As a TEFL Program Advisor, I speak to lots of people in the process of deciding where they should teach abroad.  Many are painstakingly researching countries around the world, looking at job markets, salaries, housing options, languages and culture. They visit TEFL websites, read blogs by EFL teachers past and present and talk to anyone they know who has “been there.”

Yet, I maintain, no one has really been there, because they simply are not you! Choosing a teaching location should not be taken lightly, but wherever you go, the experience that you have will be uniquely yours. When you arrive, you will see the place for the first time and through your own eyes. As you learn more about the culture, you will do so from the your own personal perspective, created by all your own past experiences. A city one person finds loud and irritating, you might find vibrant; students they find lazy, you might consider refreshingly laid-back!

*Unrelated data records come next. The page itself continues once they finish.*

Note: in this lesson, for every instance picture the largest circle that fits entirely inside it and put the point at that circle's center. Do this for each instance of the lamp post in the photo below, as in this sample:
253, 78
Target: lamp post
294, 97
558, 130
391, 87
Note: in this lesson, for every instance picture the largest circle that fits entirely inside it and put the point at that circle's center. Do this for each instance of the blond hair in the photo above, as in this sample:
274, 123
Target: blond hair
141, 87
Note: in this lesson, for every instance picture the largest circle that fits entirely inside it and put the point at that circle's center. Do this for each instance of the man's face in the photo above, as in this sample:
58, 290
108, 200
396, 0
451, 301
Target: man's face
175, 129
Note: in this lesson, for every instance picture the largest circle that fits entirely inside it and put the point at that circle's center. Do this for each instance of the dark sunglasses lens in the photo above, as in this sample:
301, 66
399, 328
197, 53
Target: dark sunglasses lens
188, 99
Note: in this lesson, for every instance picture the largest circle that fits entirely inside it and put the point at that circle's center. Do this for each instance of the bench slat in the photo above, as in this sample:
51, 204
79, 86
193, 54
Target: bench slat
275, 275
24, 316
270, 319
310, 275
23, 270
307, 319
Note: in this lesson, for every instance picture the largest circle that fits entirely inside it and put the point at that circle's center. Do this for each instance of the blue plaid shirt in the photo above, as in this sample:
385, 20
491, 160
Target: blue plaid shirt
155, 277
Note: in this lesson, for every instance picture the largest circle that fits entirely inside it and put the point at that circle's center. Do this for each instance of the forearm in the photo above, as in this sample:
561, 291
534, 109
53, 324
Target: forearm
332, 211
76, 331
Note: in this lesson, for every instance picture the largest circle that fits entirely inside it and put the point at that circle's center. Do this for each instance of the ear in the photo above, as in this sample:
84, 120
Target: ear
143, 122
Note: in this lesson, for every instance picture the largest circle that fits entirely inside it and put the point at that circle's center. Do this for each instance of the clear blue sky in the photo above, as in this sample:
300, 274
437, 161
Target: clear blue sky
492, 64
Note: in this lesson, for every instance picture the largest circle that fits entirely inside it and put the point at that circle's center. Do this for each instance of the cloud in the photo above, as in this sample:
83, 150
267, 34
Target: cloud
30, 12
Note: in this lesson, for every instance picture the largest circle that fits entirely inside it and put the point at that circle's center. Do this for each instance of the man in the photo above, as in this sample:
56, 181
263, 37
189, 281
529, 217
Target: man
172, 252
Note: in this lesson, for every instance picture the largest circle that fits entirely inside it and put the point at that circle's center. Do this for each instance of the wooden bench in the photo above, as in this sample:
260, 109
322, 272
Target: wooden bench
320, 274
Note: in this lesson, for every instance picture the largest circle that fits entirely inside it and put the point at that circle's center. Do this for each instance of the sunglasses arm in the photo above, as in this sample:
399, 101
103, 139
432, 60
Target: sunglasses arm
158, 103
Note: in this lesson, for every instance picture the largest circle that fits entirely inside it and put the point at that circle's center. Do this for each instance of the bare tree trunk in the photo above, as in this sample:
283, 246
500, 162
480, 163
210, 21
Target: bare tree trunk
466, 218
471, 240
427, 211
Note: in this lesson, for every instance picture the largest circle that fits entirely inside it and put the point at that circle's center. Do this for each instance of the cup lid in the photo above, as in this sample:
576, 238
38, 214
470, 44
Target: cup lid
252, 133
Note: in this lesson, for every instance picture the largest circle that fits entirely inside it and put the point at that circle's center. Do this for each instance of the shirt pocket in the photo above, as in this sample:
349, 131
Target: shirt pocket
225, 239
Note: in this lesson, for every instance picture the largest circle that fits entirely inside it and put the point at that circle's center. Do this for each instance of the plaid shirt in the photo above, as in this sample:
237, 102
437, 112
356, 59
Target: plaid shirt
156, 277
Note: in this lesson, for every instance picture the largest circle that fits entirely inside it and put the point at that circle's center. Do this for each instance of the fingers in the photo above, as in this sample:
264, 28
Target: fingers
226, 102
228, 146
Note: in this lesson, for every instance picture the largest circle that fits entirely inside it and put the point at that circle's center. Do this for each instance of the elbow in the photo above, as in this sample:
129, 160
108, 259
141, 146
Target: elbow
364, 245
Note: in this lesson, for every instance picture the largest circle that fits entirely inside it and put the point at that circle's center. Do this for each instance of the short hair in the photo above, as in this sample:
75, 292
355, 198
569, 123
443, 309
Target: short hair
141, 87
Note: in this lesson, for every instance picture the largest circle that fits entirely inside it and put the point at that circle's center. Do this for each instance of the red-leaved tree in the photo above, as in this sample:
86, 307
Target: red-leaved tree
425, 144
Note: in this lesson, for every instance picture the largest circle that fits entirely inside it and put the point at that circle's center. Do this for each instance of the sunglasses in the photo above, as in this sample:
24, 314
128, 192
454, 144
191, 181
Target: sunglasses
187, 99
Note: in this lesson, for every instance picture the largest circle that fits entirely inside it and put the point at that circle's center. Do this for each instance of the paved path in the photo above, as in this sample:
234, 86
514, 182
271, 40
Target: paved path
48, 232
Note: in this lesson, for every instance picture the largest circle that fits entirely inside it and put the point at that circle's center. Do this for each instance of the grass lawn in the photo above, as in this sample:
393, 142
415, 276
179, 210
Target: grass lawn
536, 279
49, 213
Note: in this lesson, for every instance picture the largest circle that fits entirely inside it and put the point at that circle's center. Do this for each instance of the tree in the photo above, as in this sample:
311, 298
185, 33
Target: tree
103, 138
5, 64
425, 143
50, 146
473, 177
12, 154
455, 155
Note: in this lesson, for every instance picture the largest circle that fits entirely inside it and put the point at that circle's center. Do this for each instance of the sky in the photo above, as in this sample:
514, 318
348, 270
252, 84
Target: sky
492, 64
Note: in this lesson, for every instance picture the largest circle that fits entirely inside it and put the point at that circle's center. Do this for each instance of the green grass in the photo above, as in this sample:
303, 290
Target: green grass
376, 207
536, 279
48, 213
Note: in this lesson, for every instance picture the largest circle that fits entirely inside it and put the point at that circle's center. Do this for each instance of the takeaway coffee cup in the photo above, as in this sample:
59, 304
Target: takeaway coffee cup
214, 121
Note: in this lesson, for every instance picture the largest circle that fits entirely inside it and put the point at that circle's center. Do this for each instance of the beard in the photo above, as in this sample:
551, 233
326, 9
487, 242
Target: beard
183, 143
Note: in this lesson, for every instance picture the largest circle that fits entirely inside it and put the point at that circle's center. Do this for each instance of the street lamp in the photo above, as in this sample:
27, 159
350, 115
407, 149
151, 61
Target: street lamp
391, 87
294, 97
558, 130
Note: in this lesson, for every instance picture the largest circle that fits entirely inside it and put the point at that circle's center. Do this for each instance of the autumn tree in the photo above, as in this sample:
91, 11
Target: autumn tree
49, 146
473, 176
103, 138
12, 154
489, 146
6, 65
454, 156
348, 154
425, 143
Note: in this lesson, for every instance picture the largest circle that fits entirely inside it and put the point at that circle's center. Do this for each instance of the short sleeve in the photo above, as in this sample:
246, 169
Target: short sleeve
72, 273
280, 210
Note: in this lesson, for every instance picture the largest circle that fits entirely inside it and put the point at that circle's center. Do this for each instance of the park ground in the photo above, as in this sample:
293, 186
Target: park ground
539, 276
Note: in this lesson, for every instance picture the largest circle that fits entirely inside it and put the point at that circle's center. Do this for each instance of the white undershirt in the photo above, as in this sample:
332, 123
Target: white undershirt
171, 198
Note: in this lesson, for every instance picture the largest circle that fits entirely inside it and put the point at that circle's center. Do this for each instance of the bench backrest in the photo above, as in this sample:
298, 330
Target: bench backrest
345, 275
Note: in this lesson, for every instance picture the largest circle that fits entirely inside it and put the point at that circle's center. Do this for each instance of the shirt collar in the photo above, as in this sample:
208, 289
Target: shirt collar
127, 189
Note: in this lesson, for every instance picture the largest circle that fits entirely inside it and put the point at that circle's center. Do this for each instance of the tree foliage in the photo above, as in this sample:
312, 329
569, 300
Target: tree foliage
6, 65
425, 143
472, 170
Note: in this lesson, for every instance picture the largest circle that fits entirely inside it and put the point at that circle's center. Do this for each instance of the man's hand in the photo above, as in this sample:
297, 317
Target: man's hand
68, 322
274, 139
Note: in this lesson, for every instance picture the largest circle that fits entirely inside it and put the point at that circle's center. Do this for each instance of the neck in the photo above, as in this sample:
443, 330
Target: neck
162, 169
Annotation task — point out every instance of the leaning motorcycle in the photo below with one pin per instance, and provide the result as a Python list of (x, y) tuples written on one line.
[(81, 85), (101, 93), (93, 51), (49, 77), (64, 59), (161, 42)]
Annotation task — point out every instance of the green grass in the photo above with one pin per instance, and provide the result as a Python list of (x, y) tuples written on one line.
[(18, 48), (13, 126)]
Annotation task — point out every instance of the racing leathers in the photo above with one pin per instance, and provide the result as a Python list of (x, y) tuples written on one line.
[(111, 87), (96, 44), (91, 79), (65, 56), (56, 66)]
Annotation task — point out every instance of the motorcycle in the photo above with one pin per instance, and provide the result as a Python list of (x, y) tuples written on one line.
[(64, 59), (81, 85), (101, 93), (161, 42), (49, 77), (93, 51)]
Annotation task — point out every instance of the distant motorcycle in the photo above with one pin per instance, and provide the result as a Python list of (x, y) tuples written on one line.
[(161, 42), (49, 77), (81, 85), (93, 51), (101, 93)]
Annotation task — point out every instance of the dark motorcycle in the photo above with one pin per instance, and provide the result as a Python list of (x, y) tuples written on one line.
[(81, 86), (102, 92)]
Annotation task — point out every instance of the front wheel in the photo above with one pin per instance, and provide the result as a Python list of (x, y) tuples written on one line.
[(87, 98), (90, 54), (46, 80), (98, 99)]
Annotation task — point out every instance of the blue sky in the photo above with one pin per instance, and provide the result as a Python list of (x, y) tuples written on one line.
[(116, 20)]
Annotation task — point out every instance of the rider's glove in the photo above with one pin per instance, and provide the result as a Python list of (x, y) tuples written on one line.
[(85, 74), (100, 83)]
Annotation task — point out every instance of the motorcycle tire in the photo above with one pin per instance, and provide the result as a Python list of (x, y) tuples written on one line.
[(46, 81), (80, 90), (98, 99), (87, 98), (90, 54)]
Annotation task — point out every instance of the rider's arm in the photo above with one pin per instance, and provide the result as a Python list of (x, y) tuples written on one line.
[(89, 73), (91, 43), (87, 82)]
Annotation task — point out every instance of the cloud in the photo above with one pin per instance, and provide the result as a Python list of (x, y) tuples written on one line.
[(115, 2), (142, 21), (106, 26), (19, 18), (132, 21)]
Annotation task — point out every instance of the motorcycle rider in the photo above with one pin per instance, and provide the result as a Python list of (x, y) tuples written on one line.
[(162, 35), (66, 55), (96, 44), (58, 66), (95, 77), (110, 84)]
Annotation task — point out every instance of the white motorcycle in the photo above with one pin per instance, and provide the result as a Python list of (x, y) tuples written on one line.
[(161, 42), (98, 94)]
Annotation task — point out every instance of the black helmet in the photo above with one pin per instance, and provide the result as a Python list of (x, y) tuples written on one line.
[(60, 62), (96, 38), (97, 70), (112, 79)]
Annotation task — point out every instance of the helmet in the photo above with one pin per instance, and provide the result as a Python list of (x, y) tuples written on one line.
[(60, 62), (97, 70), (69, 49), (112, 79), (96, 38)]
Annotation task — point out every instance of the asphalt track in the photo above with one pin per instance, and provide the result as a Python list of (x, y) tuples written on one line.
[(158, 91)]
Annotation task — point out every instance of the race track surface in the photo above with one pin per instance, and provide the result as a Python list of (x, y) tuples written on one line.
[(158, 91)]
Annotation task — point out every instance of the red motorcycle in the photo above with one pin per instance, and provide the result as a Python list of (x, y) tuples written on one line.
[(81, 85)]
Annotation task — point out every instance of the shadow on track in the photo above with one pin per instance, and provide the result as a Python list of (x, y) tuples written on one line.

Before I went to Costa Rica to teach, for example, I heard and read a lot of things—some good and some bad. On the bad side, I heard that the country was unsafe, there were no jobs for teachers and that it was overrun with gringos.  As it turned out, this was not my impression at all, and I spent three fabulous years there feeling quite safe, working steadily and making plenty of local friends!

So my advice is to listen to seasoned traveler, Paul Theroux. Yes, do a bit of research, but remember, your experience abroad, whether or magical or tough or somewhere in between, will be just that—an experience. I guarantee no matter where you go, you will look back at teaching abroad as one of the best adventures of your life!